5 Wat moest Timotheüs, zoals Paulus hem schreef, na de dood van de apostel blijven doen? Het volgende: „Ik betuig voor het aangezicht van God en van Christus Jezus die zal oordeelen levenden en dooden, en bij zijne verschijning, en in zijn koninkrijk; Predik het woord; treed op, tijdig en ontijdig” (2 Tim. 4:1, 2, Bakels). Ja, doe hetzelfde werk als waarvoor Paulus in de gevangenis was gezet en bereid was te sterven. Indien het niet het belangrijkste werk in iemands leven was, zou het het niet waard zijn er voor te sterven. Daarom hebben Jehova’s getuigen er altijd hun leven veil voor gehad.

6, 7. Wie moeten wij gehoorzamen bij inmenging van de zijde der staat? Hoe weten wij dit?

6 Heden bevelen niet alleen religieuze doch ook politieke stelsels Jehova’s getuigen niet te doen wat Paulus Timotheüs opdroeg. Daar Jehova’s getuigen deze aanmatigende stelsels niet gehoorzamen, worden zij vervolgd, niet wegens politieke activiteit, doch alleen omdat zij een boodschap van hoop en leven prediken. Zij worden verplaatst en in gevangenissen en werkkampen geworpen. Zij worden met de dood gedreigd en enkelen van hen hebben het voorrecht te sterven. Hun zichtbare organisatie wordt ten gevolge van een staatsbesluit onderdrukt en door een actie van de politie verbroken. Het wordt hun zelfs verboden in besloten kring bijeen te komen en zij worden gedwongen ondergronds te gaan werken. De vrijheid Gods koninkrijk mondeling en door middel van Bijbelse lectuur bekend te maken, wordt hun ontzegd. Wat moeten zij doen? Wie moeten zij in deze aangelegenheid gehoorzamen of behagen?

7 Jehova’s getuigen behoeven dit niet aan het Watch Tower Bible and Tract Society te vragen.
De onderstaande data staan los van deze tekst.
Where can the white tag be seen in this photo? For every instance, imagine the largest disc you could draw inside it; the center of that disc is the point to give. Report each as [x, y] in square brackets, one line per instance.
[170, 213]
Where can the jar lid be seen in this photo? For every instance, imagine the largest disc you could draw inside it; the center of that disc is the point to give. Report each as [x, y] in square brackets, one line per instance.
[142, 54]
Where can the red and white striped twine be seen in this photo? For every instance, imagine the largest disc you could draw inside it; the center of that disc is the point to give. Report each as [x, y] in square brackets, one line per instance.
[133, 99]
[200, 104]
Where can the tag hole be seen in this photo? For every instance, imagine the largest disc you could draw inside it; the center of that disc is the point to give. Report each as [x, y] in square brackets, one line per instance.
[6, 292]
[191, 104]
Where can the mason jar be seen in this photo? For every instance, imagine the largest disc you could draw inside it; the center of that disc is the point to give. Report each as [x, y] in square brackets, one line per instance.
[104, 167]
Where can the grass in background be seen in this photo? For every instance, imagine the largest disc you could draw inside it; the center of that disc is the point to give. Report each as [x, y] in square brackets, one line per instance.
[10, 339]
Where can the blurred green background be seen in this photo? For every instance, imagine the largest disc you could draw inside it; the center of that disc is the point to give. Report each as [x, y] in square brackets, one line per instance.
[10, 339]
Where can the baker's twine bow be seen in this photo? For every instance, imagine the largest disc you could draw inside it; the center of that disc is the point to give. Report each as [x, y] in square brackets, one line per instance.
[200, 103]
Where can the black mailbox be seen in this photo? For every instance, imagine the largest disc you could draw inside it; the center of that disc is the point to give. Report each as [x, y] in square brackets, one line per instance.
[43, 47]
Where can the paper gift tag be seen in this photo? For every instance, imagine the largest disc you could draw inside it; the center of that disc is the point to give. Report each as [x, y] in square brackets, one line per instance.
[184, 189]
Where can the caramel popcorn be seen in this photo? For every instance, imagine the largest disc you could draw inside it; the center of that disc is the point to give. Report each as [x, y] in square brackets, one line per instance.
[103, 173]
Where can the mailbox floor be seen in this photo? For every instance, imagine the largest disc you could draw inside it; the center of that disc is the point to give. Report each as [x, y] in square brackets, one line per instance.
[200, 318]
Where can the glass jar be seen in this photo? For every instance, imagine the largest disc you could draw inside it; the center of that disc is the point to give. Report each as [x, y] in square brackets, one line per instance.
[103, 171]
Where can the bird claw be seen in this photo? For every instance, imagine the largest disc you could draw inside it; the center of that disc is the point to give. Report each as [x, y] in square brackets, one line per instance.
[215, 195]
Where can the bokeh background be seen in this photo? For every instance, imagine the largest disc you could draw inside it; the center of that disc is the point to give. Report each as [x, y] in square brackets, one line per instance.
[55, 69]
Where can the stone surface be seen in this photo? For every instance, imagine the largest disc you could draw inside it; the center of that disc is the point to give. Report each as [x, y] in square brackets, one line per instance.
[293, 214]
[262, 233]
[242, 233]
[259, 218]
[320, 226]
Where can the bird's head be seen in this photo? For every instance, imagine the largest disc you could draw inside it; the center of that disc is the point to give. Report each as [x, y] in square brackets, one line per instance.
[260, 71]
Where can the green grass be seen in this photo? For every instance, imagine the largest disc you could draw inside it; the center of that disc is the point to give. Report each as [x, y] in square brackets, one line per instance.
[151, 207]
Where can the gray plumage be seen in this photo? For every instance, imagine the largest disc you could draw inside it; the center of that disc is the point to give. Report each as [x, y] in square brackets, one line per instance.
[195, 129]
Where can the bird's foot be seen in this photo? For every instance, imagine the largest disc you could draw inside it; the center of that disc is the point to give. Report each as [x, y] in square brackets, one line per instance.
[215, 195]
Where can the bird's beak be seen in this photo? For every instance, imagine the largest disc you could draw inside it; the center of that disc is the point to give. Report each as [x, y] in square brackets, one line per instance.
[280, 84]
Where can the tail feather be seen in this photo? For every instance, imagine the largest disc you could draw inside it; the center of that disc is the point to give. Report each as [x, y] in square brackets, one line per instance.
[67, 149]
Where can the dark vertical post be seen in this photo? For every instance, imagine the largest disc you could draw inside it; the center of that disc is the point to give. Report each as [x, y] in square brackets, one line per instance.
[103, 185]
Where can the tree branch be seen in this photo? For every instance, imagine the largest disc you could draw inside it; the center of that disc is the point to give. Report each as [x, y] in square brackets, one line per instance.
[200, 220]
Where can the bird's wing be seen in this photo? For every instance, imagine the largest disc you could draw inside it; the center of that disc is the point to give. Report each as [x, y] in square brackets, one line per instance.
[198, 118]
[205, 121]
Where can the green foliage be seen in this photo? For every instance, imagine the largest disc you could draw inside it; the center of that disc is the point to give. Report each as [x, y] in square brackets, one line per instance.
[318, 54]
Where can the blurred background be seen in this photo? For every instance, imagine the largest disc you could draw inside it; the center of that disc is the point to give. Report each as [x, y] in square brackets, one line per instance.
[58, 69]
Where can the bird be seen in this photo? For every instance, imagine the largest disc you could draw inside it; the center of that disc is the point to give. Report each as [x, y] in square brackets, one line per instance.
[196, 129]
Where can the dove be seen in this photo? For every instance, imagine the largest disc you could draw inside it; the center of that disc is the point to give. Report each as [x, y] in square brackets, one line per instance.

Zij weten dit rechtstreeks uit het Woord van God, voor wiens aangezicht hun is bevolen hun getuigeniswerk te verrichten. Zij moeten degenen voor wier aangezicht zij de opdracht hebben ontvangen dit werk te verrichten, behagen, niet ons. Hun is bevolen wat zij moeten doen, niet door het Wachttoren Genootschap, maar door „De Hogere Machten”, Jehova God en Jezus Christus. Ook al zou het Wachttoren Genootschap ten gevolge van inmenging van de zijde van de staat worden verboden en zijn Bijkantoren in verscheidene landen met geweld worden gesloten, dat zou het bevel van God niet te niet doen noch de mannen en vrouwen die zich hebben gewijd om Gods wil te doen en op wie Hij zijn geest heeft gelegd, van dat bevel ontslaan. „Predik!” staat er duidelijk in zijn Woord geschreven. Dit gebod gaat voor bij dat van mensen.

VOOR HET AANGEZICHT VAN HOGERE MACHTEN BEVOLEN ZO TE HANDELEN

8. Voor wier aangezicht en waardoor wordt het bevel om te prediken gegeven?

8 Vraagt een vriend of vijand zich af waarom Jehova’s getuigen ondanks inmenging van de zijde der politici, onverdraagzaamheid der religie-aanhangers en internationale haat hun bedieningswerk weigeren op te geven? Omdat het bevel om te prediken uit de Bijbel tot hen komt voor het aangezicht van de Hogere Overheden die Paulus in zijn bevel aan Timotheüs noemde. „Ik betuig [beveel u] voor het aangezicht van God en van Christus Jezus die zal oordeelen levenden en dooden, en bij zijne verschijning, en in zijn koninkrijk” schrijft Paulus als een lid van het regerende lichaam der gemeente (2 Tim. 4:1, Bakels, Herz. Stand. Vert.). En zoals Paulus Timotheüs een bevel gaf, geeft Christus Jezus zijn lichaam van volgelingen een bevel.

9. Wordt het bevel „voor het aangezicht van God” uitgevaardigd?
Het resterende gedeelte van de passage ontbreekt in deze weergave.